What is the best home electric car charger?

Cupra Born charging

With so much choice, it’s hard to know which home charger is best value. Here’s our guide to the best five

With the debate about public electric car charging infrastructure still raging and the demand for EVs becoming ever greater, spurred on by the ULEZ expansion and the introduction of clean air zones, it’s often overlooked just how many motorists want to avoid the chaos and plug their EV in at home. 

Happily, this is becoming more of a priority – evident in the UK government’s legislation that stipulates all new-build houses, as well as flats with parking for more than 10 cars, must have electric car charging facilities. 

According to Autocar’s sibling title What Car?, there are currently around 400,000 home and workplace chargers available in the UK, with 80% of EV owners choosing to charge at their own abode. 

These figures were no doubt helped by the fact that the government would provide £350 towards the cost of having a charger fitted at home, but this is no longer available in quite the same way. To install a home charger now costs anything from around £400 – and can cost more than £1000 in some cases.

As well as different prices, they also charge at various speeds – anything from 3.6kW to 22kW. This, however, depends on whether your building has single-phase or three-phase power.

In the standard single-phase system that most residential properties have, you’ll be able to charge up to around 7kW. Properties with three-phase power can cope with a 22kW charger. 

To get the best bang for your buck, we’d recommend a 7kW charger, which will be able to charge your car overnight. For example, a Volkswagen ID 3 will take around 10 hours to charge at one.

With so many available on the market, however, which ones are the best for value, service, reliability and customer satisfaction? With findings from What Car?’s best home charger survey, let’s break down the top five.

1. Pod Point

It’s good news that Pod Point is one of the UK’s largest providers of at-home EV chargers, because its chargers are easy to use, reliable and quite affordable to buy. Gaining the highest score for value, nine out of 10 chargers cost £750 or less overall.

Pod Point scores well for service, too, with 98% of chargers installed in less than three months, and 85.7% of owners said they were very happy with their chargers in the What Car? satisfaction survey.

2. Hypervolt

Founded in 2018, Hypervolt offers chargers designed and built in the UK and they are available as stand-alone units or with fitting. The chargers tended to be pricier than average, with 35% of What Car?’s survey respondents paying more than £1000 for the unit and installation. Six in 10 paid more than £750.

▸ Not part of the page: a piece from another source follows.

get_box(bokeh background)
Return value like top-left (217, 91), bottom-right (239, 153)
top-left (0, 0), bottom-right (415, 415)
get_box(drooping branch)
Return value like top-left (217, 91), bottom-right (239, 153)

However, Hypervolt scored the highest satisfaction rating of all brands in the survey – at 93% – thanks to prompt installation.

3. Myenergi

Myenergi has grown exponentially since it introduced itself to the UK market in 2017 with its Zappi charger – the first to be able to charge an EV using electricity gathered from solar panels.

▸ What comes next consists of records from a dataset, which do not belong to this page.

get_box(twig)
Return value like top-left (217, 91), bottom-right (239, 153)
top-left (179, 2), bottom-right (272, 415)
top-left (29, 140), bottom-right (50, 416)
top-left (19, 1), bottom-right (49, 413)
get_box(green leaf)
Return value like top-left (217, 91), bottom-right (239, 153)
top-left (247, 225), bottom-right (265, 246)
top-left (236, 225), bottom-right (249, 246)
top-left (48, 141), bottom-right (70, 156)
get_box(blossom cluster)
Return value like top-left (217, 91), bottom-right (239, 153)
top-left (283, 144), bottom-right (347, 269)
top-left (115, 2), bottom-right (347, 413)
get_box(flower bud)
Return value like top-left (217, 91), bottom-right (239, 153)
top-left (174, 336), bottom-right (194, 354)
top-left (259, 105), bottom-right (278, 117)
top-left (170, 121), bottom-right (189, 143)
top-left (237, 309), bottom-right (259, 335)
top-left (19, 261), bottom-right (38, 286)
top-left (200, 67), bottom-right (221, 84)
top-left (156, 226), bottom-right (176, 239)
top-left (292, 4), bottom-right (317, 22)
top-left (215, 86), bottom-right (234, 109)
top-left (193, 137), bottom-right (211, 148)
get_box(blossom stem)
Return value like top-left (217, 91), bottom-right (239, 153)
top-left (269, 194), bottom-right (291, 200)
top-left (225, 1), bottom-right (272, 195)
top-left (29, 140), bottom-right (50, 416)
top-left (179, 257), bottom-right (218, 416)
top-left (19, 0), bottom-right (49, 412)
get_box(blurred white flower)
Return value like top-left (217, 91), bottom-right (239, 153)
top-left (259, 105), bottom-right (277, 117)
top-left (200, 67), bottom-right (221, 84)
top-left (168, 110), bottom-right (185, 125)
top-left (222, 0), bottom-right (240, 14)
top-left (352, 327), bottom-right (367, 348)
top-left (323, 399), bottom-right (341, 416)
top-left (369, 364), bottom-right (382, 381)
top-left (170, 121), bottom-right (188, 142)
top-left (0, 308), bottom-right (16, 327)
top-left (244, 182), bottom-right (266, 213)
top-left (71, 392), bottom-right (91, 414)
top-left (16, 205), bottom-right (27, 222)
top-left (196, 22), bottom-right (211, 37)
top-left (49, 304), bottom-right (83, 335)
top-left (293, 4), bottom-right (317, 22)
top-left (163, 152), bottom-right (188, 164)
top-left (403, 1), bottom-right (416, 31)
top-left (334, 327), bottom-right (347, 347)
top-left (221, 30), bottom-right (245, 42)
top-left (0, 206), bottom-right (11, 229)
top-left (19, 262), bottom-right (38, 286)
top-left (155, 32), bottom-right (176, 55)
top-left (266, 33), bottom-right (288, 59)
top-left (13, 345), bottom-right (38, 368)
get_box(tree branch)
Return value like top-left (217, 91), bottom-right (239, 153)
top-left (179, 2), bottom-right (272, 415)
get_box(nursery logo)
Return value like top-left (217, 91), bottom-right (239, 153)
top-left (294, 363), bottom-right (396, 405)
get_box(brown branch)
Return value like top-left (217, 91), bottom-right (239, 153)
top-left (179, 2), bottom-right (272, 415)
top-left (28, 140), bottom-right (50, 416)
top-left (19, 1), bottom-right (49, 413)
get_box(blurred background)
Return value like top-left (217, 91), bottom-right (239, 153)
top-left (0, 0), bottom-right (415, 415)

Since then, its network has amassed 3000 Zappi chargers with an impressive satisfaction rating of 90%, while 85% of respondent’s chargers were installed less than three months after ordering. However, high purchase and installation costs let it down slightly. Just under half (44%) paid between £750 and £1000, and 26% paid over £1000 for the system.

4. Easee

Norway-based Easee exports its chargers, which have been built to adhere to UK regulations. All units were fitted in less than three months, earning it a rating of 89% for customer satisfaction. In the experience of those who responded to the survey, the units were also quick to respond and easy to use.

Again, however, it let the side down when it came to purchase and installation cost, with more than half of the installations in What Car?’s charging survey costing between £750 and £1000, and 20% costing more than £1000. There are no controls on the pod itself, because customers use an app, which we found to be easy and intuitive to operate.

5. Rolec

Electrical equipment specialist Rolec has been designing and manufacturing EV chargers for over a decade, with experience alongside firms such as MG and the NHS. Cost was on this company’s side, with a third of survey respondents paying between £200 and £500, while only 25% paid £750 to £1000. Almost all chargers were installed within three months but, when we tested it, it took five months longer than that.

The charger itself is controlled through a third-party app called Monta, which is clearly laid out and easy to use. The front fascia of the charger can also be customised to make it more aesthetically pleasing.